Ensemble Learning
Advanced techniques (Voting, Stacking, Blending) to combine multiple models for superior performance.
Theory & Concept
We've covered Bagging (Random Forest) and Boosting (XGBoost). But what if you combine a Random Forest, an SVM, and a Neural Network?
Ensemble Learning relies on the idea that models make different kinds of errors. By combining them, you smooth out the biases/variances specific to each algorithm.
Types
- Voting Classifier:
- Hard Voting: Majority rule (e.g., 2 models say "Cat", 1 says "Dog" -> "Cat").
- Soft Voting: Average the probabilities (e.g., (0.9 + 0.8 + 0.4)/3 = 0.7 -> "Cat"). Usually Better.
- Stacking (Stacked Generalization):
- Train "Base Models" (Level 0).
- Use their predictions as input features for a "Meta Model" (Level 1).

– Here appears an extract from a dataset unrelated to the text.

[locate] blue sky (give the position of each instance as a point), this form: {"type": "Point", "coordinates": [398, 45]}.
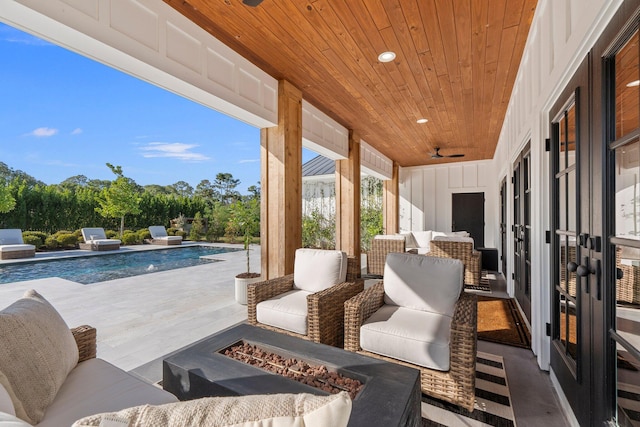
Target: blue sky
{"type": "Point", "coordinates": [63, 115]}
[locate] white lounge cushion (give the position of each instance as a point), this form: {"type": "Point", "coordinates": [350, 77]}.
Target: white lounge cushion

- The Meta Model learns how to combine them best.
Quick Readiness Check
Quick Readiness Check
Is this method a fit for your use case?
Best For
Kaggle Competitions. Squeezing infinite last 0.1% of performance. Production systems where accuracy > latency.
Prerequisites
Ideally, base models should be DIVERSE (correlated errors defeat the purpose).
Strengths
Almost always beats single models. Robustness.
Weaknesses
Complexity nightmare. Slow to train and predict (must run all base models). Hard to debug.
Pro Tip
'Bagging vs Boosting vs Stacking?' Bagging = Parallel (variance reduction). Boosting = Sequential (bias reduction). Stacking = Hierarchical (learning to combine).
Code Snippet
from sklearn.ensemble import StackingClassifier, VotingClassifier
from sklearn.linear_model import LogisticRegression
from sklearn.ensemble import RandomForestClassifier
from sklearn.svm import SVC
from sklearn.tree import DecisionTreeClassifier
# Define Base Models
estimators = [
('rf', RandomForestClassifier(n_estimators=100)),
('svr', SVC(probability=True))
]
# 1. Voting Classifier (Soft)
voting = VotingClassifier(estimators=estimators, voting='soft')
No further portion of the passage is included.